HARP is an image analysis technology that works hand-in-hand with tagged magnetic resonance (MR) data. Tagged MR images are enhanced with regular patterns that encode the motion of the underlying tissue; making it easier to visualize and quantitatively analyze the motion. Tagging is especially good for imaging repetitive muscle motion, such as the muscles that give rise to the contraction of the heart. Prior to the invention of HARP in the late 1990’s, tagged MR images were either visually observed or perhaps analyzed by hand in order to better understand the mechanics of cardiac motion—in other words, the function of the heart. However these were very time consuming and hindered a wider use of tagging.

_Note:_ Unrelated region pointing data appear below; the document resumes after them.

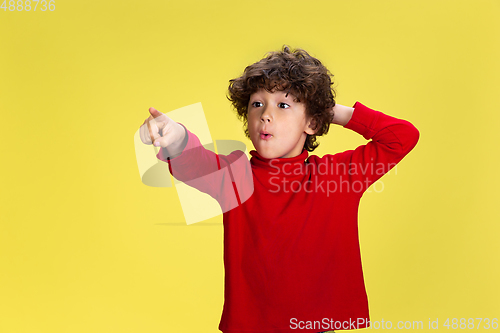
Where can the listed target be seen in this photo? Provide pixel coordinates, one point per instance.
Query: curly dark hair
(295, 71)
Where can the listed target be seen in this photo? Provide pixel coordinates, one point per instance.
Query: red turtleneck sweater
(291, 249)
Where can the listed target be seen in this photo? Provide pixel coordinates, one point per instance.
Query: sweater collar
(278, 163)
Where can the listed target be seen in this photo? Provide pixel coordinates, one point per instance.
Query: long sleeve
(391, 140)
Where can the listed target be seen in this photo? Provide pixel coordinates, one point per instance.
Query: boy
(291, 249)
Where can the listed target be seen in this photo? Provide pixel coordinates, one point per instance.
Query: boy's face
(283, 120)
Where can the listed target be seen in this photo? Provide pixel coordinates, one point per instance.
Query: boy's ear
(311, 124)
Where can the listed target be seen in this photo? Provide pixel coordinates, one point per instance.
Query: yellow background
(86, 247)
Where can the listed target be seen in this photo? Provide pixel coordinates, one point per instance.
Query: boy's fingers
(155, 113)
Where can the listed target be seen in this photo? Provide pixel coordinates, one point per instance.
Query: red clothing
(291, 251)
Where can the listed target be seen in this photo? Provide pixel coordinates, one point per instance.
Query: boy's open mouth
(265, 135)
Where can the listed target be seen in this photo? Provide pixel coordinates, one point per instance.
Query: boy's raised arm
(342, 114)
(391, 140)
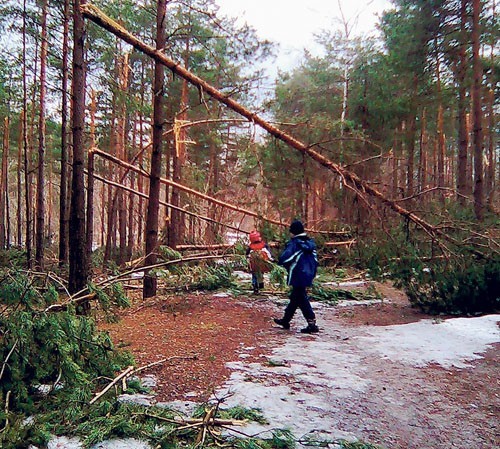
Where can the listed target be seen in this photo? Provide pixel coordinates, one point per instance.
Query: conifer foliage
(49, 361)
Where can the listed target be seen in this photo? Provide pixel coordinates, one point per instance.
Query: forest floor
(381, 371)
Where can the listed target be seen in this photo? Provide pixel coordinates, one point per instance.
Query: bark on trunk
(26, 149)
(4, 186)
(478, 114)
(463, 136)
(150, 282)
(63, 190)
(349, 177)
(78, 265)
(40, 192)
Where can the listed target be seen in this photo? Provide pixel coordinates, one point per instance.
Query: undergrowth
(464, 281)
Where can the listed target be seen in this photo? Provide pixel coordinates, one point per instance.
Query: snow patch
(449, 343)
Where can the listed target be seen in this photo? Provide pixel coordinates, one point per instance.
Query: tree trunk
(478, 114)
(4, 186)
(90, 177)
(63, 189)
(395, 164)
(150, 282)
(78, 264)
(440, 132)
(410, 152)
(463, 136)
(347, 176)
(27, 196)
(19, 214)
(123, 67)
(40, 192)
(424, 144)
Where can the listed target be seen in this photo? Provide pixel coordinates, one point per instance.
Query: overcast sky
(292, 23)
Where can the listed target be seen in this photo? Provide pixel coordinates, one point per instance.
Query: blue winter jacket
(301, 260)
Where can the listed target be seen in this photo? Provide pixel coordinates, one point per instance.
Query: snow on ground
(452, 342)
(309, 380)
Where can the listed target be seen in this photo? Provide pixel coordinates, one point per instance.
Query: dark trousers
(299, 300)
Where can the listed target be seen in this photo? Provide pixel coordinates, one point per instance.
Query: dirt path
(362, 377)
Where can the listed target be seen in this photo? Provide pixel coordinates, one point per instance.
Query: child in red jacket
(259, 258)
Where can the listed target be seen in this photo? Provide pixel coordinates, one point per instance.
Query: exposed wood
(361, 186)
(40, 187)
(6, 411)
(160, 362)
(197, 193)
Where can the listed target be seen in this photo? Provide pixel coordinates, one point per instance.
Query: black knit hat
(296, 227)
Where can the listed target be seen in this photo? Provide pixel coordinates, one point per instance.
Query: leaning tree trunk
(27, 196)
(348, 177)
(63, 190)
(40, 192)
(19, 181)
(478, 114)
(78, 265)
(150, 281)
(440, 133)
(4, 187)
(463, 136)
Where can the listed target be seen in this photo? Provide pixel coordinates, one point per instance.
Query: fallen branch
(7, 358)
(110, 385)
(346, 243)
(6, 411)
(97, 16)
(194, 192)
(159, 362)
(164, 203)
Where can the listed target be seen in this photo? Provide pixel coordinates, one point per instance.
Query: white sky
(292, 23)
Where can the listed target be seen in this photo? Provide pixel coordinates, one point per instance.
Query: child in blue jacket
(301, 261)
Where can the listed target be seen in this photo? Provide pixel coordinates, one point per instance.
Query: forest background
(136, 137)
(405, 123)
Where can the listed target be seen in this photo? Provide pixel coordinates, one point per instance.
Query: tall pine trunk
(4, 187)
(78, 264)
(40, 192)
(463, 135)
(63, 189)
(478, 114)
(150, 282)
(27, 196)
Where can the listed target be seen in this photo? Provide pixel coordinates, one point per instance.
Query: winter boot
(284, 324)
(311, 327)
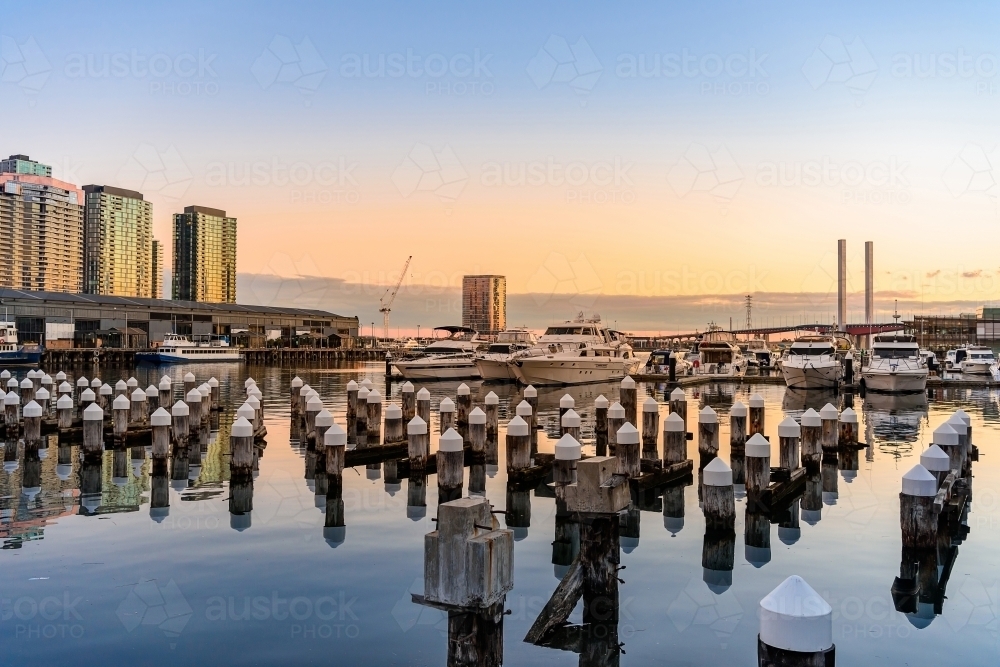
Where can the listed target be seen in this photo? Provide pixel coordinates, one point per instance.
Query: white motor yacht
(817, 361)
(451, 358)
(978, 360)
(494, 363)
(576, 352)
(896, 365)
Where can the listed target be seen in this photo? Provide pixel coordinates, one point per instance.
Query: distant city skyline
(613, 155)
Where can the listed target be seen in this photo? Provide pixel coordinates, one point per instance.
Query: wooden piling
(756, 415)
(708, 434)
(758, 465)
(788, 444)
(418, 443)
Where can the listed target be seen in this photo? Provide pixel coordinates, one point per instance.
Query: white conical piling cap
(323, 417)
(674, 423)
(517, 426)
(159, 418)
(94, 412)
(477, 416)
(828, 412)
(568, 449)
(945, 434)
(708, 416)
(919, 482)
(416, 426)
(451, 441)
(571, 419)
(794, 617)
(934, 459)
(717, 473)
(242, 428)
(758, 446)
(335, 436)
(811, 418)
(628, 435)
(789, 428)
(957, 423)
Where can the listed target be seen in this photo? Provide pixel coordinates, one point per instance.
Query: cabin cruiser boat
(494, 363)
(13, 353)
(450, 358)
(718, 354)
(817, 361)
(176, 349)
(896, 365)
(978, 360)
(576, 352)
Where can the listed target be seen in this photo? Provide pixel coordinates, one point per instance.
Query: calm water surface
(97, 574)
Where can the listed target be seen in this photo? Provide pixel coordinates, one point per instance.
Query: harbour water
(97, 572)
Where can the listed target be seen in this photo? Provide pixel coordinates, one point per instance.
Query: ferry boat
(494, 363)
(452, 358)
(176, 349)
(13, 353)
(896, 365)
(817, 361)
(576, 352)
(978, 359)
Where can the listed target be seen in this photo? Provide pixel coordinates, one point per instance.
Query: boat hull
(811, 376)
(555, 370)
(895, 383)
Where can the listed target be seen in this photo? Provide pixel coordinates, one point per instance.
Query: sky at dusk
(655, 161)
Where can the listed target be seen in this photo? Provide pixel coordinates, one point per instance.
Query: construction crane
(390, 295)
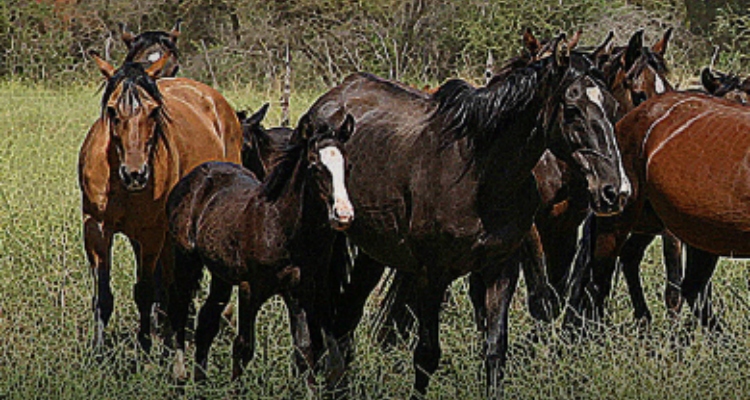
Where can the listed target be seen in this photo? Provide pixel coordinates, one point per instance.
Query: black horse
(444, 181)
(149, 46)
(270, 237)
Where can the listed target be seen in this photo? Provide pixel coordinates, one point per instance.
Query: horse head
(326, 160)
(728, 86)
(149, 47)
(132, 109)
(586, 138)
(636, 73)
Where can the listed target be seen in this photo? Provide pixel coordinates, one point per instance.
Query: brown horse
(269, 237)
(148, 47)
(445, 183)
(686, 153)
(150, 133)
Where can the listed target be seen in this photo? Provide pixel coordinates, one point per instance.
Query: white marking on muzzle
(595, 95)
(332, 158)
(659, 85)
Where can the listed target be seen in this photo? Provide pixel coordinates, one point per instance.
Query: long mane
(480, 114)
(279, 178)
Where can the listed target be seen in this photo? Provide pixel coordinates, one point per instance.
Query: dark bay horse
(270, 237)
(150, 133)
(633, 74)
(686, 153)
(261, 146)
(148, 47)
(443, 182)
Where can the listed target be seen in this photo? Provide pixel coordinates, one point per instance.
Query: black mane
(479, 114)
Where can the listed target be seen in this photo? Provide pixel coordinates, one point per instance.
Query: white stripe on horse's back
(674, 134)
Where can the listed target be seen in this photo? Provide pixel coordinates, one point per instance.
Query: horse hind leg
(699, 268)
(498, 298)
(209, 321)
(98, 246)
(672, 250)
(429, 299)
(187, 278)
(631, 256)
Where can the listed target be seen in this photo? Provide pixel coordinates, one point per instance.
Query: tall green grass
(46, 321)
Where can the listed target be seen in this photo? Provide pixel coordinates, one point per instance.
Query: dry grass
(46, 322)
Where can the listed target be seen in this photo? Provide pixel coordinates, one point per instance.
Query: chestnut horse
(444, 181)
(269, 237)
(148, 47)
(149, 134)
(686, 153)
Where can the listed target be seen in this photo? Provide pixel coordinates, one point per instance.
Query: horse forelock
(130, 77)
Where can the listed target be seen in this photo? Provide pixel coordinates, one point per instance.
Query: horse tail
(287, 89)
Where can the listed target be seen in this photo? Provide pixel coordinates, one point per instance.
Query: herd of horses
(485, 181)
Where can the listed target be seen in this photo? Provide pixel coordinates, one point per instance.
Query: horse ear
(175, 32)
(346, 129)
(154, 70)
(660, 47)
(106, 68)
(634, 50)
(257, 116)
(603, 48)
(530, 42)
(127, 36)
(710, 82)
(303, 129)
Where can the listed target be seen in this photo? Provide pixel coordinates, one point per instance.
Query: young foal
(145, 140)
(271, 238)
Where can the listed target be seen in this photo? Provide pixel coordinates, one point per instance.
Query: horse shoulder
(94, 168)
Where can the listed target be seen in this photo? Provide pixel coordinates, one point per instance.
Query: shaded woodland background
(417, 41)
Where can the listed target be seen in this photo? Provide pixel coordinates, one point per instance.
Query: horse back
(695, 161)
(196, 106)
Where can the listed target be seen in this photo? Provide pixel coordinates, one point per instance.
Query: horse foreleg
(427, 353)
(243, 349)
(349, 304)
(498, 299)
(699, 268)
(98, 244)
(209, 319)
(672, 251)
(144, 290)
(542, 299)
(630, 259)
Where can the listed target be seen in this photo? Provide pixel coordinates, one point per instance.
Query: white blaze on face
(659, 85)
(595, 95)
(154, 57)
(332, 158)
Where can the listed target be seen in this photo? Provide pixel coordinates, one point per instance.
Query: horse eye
(112, 115)
(569, 114)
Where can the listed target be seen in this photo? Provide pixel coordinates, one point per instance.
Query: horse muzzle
(341, 215)
(134, 180)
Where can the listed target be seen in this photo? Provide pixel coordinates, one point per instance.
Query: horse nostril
(610, 195)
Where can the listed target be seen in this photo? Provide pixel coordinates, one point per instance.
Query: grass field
(46, 321)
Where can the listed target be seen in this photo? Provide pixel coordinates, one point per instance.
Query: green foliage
(244, 42)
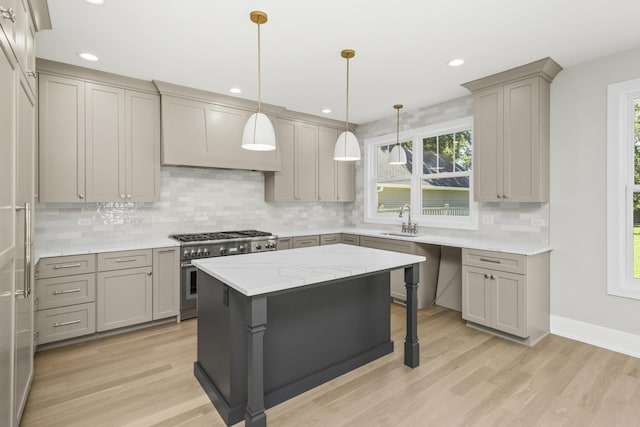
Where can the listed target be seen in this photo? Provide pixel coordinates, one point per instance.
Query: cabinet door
(521, 141)
(488, 145)
(509, 307)
(105, 128)
(306, 155)
(142, 147)
(327, 167)
(476, 295)
(346, 181)
(166, 282)
(8, 249)
(124, 297)
(61, 139)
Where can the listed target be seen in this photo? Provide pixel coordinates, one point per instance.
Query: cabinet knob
(8, 13)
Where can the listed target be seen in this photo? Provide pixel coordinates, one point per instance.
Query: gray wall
(578, 194)
(511, 221)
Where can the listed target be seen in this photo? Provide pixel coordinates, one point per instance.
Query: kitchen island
(275, 324)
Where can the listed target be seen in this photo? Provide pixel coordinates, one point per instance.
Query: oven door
(188, 291)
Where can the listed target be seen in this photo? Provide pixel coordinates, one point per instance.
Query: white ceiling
(402, 46)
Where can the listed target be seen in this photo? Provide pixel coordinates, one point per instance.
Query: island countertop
(265, 272)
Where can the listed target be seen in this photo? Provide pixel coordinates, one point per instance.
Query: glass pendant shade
(397, 156)
(258, 134)
(347, 147)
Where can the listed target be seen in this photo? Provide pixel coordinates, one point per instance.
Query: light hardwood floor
(465, 377)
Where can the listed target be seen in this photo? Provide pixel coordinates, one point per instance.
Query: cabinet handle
(8, 13)
(67, 291)
(71, 322)
(59, 266)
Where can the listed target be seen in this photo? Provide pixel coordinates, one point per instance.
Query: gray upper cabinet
(511, 133)
(309, 172)
(61, 139)
(98, 143)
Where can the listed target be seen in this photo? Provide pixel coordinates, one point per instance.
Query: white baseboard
(611, 339)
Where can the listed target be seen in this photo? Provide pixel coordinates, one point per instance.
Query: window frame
(416, 136)
(620, 188)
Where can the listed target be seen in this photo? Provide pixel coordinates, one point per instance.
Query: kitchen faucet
(408, 227)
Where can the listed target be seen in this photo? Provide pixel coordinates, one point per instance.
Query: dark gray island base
(255, 352)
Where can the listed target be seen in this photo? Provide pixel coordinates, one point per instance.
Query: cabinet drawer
(351, 239)
(330, 239)
(512, 263)
(66, 266)
(387, 244)
(61, 291)
(57, 324)
(128, 259)
(305, 241)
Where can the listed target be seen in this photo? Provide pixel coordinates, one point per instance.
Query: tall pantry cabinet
(17, 194)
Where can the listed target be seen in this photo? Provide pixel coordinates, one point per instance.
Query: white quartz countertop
(92, 246)
(456, 242)
(265, 272)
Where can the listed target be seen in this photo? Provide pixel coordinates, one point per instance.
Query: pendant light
(258, 133)
(347, 147)
(397, 155)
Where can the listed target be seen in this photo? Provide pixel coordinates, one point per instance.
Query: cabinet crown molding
(546, 68)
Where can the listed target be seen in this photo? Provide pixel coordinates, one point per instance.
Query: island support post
(411, 345)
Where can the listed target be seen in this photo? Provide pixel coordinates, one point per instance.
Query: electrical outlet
(85, 221)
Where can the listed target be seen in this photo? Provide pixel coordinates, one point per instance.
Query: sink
(400, 234)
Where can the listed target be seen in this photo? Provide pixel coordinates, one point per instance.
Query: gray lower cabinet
(506, 293)
(65, 293)
(428, 268)
(166, 282)
(124, 295)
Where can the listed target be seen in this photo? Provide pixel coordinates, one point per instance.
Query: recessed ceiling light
(88, 56)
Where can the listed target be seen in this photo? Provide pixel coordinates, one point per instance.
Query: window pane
(384, 169)
(445, 196)
(636, 235)
(391, 196)
(636, 140)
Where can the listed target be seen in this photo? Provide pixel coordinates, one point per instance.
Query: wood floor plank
(465, 378)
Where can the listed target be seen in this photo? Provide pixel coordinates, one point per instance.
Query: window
(438, 190)
(623, 189)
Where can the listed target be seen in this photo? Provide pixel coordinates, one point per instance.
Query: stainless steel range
(208, 245)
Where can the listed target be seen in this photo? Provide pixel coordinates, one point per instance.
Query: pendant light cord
(347, 122)
(259, 70)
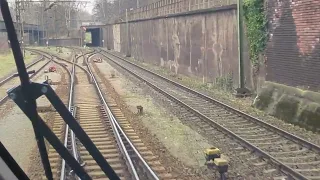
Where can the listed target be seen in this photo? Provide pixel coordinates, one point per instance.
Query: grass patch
(8, 65)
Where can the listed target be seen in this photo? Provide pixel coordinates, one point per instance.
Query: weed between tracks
(162, 132)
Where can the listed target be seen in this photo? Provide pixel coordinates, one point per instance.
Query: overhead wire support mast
(25, 97)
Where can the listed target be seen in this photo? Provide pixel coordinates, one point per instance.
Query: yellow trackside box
(220, 162)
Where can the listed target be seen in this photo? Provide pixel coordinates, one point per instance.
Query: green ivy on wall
(256, 24)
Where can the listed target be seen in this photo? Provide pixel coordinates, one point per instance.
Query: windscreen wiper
(25, 96)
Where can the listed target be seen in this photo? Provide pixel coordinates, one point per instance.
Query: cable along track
(297, 158)
(11, 77)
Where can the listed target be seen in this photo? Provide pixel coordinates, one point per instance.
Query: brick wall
(293, 51)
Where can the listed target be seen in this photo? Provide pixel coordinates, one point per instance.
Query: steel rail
(113, 119)
(6, 97)
(120, 143)
(306, 143)
(70, 103)
(284, 168)
(62, 59)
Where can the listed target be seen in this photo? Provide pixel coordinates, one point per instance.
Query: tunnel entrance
(93, 37)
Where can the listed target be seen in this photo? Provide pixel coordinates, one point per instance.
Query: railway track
(11, 78)
(107, 127)
(296, 157)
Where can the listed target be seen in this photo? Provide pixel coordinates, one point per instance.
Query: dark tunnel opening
(96, 37)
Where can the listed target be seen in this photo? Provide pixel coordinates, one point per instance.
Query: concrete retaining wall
(290, 104)
(202, 44)
(61, 42)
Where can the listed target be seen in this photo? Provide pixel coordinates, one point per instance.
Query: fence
(166, 7)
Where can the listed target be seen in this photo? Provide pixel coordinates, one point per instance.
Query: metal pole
(22, 29)
(240, 43)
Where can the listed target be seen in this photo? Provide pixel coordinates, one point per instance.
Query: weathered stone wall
(293, 53)
(290, 104)
(62, 42)
(202, 45)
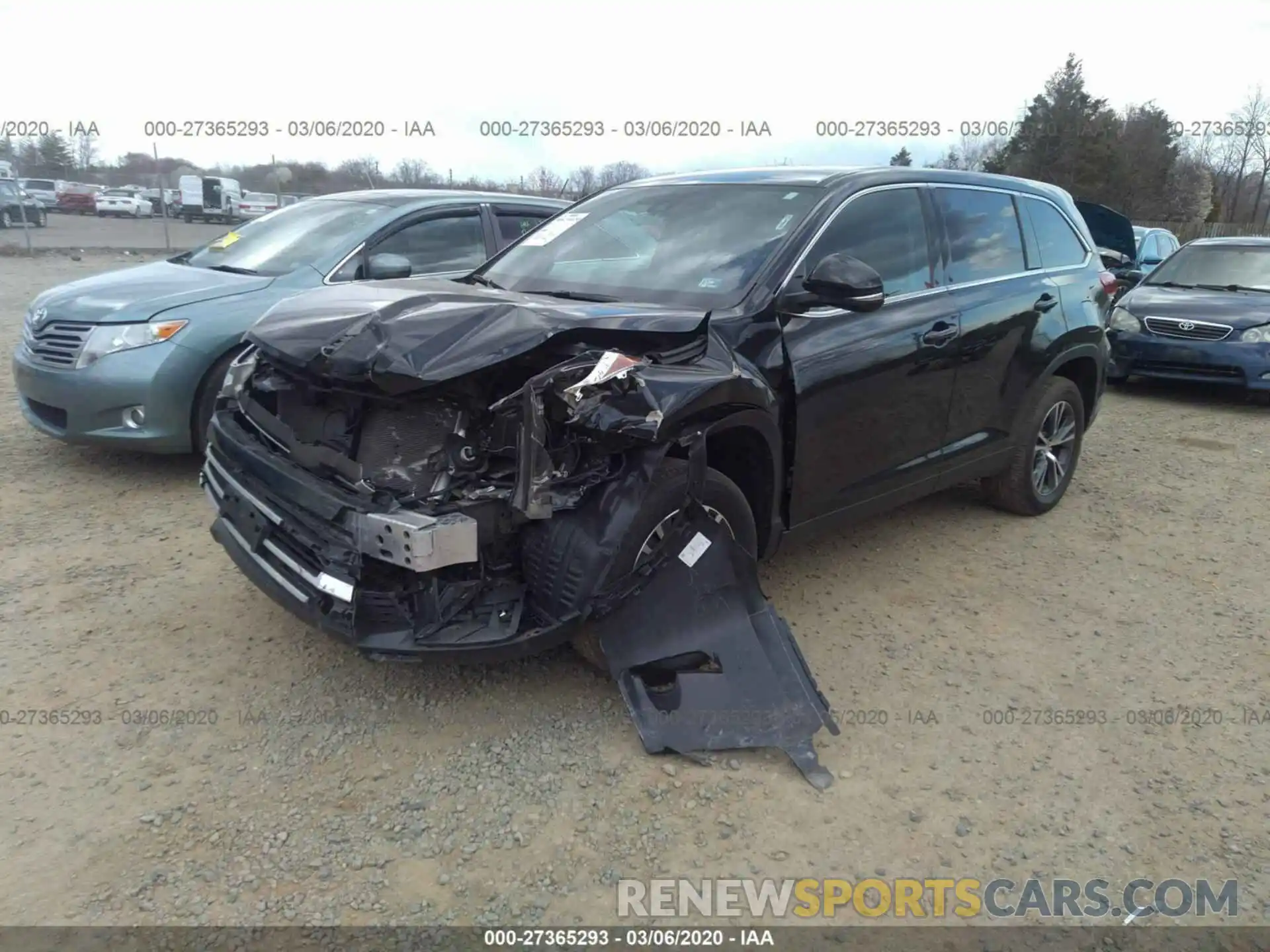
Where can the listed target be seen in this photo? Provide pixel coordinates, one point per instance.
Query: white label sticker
(694, 550)
(554, 229)
(611, 365)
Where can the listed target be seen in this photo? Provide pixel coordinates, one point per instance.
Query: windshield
(291, 238)
(1248, 266)
(690, 245)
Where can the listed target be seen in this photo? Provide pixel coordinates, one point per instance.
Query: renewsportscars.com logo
(926, 899)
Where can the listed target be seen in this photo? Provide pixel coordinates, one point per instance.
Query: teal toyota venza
(135, 358)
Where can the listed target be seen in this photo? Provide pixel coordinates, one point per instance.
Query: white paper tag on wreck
(695, 549)
(611, 365)
(554, 229)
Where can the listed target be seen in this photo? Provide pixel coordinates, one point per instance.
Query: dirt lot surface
(88, 231)
(333, 790)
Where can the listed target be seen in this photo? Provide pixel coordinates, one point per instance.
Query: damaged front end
(382, 463)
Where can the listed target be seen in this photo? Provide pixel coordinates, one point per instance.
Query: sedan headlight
(110, 338)
(1126, 321)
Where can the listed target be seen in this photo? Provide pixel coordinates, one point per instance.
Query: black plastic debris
(704, 660)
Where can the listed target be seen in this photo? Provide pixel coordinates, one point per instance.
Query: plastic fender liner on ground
(704, 660)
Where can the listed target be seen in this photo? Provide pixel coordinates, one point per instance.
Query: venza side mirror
(842, 281)
(386, 267)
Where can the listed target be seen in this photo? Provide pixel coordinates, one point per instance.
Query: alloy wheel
(658, 535)
(1056, 446)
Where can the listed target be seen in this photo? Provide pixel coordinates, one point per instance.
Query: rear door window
(1057, 241)
(515, 222)
(984, 239)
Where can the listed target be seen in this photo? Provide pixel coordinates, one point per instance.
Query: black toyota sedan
(1203, 315)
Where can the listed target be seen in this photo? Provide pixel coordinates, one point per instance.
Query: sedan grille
(58, 343)
(1188, 331)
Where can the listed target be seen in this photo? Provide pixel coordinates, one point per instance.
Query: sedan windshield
(291, 238)
(1216, 266)
(691, 245)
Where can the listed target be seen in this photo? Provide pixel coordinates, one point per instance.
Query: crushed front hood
(404, 335)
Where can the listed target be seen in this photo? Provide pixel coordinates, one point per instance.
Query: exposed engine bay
(473, 507)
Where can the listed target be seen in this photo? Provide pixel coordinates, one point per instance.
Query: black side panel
(702, 659)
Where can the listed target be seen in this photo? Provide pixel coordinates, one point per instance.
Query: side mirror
(842, 281)
(385, 267)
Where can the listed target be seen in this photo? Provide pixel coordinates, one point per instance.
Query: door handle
(940, 334)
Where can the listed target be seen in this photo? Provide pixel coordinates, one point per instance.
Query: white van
(210, 198)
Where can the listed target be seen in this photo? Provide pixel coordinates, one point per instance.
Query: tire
(205, 401)
(663, 499)
(1015, 488)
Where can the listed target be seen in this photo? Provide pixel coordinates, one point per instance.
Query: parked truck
(210, 198)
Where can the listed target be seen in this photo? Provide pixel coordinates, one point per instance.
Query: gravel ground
(88, 231)
(333, 790)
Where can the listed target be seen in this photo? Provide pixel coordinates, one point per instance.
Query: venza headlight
(110, 338)
(1123, 320)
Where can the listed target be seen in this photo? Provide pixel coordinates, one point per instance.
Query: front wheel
(1046, 455)
(722, 499)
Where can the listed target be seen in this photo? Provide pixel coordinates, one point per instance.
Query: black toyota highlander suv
(486, 467)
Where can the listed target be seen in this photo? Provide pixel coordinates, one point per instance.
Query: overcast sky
(788, 63)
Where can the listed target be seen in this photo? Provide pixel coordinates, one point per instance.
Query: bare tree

Although great strides were made in medical science related to cardiac mechanics, routine clinical use of tagged MR data was impossible prior to HARP—due to the long processing times. The key discovery in HARP is that motion can be automatically and robustly decoded using the harmonic phases of the tagged images. By carrying out key processing steps in the Fourier transform domain—also called k-space within the magnetic resonance physics community, weak signals, tag fading, and even motion artifacts are largely irrelevant to the analysis. The harmonic phases can be decoded to recover the motion of any point within the heart muscle, which allows the program to automatically track the contraction of the heart and recover the mechanical strain taking place at each point in the heart, which allows the program to characterize the regional function of the heart.

Computation of the motion of several short-axis sections including the left ventricle of the heart is sufficient for the program to compute several standard measures of heart performance; for example ejection fraction. Computation of the strain within several short-axis sections is sufficient to identify regions of the heart muscle that are not performing well. Since MR tagging data are image sequences—that is, they are movies—this characterization can reveal both spatial as well as temporal anomalies. This makes HARP useful for finding ischemic or infarcted tissues as well as for dyssynchronous behavior that is indicative of electrical problems within the heart. Besides strain, the rotation and twisting of the left ventricle is also measured using HARP.

HARP is known to only characterize the two-dimensional motion and strain of the heart muscle—the so-called in-plane motion. Typically, HARP is most useful when coupled with short-axis images of the left ventricle; in this case the in-plane motions that are measured can be characterized as either radial (toward or away from the long axis of the left ventricle) or circumferential (around the ventricle) measures. If long-axis images are acquired, then HARP can yield both radial and longitudinal—from apex to base—measures. This restriction to two dimensions is not a limitation of HARP but of the conventional implementation of MR tagging on commercial MR scanners. With relatively simple modifications to conventional tagging pulse sequences, out-of-plane tags can be generated and through-plane motion and strain can be studied.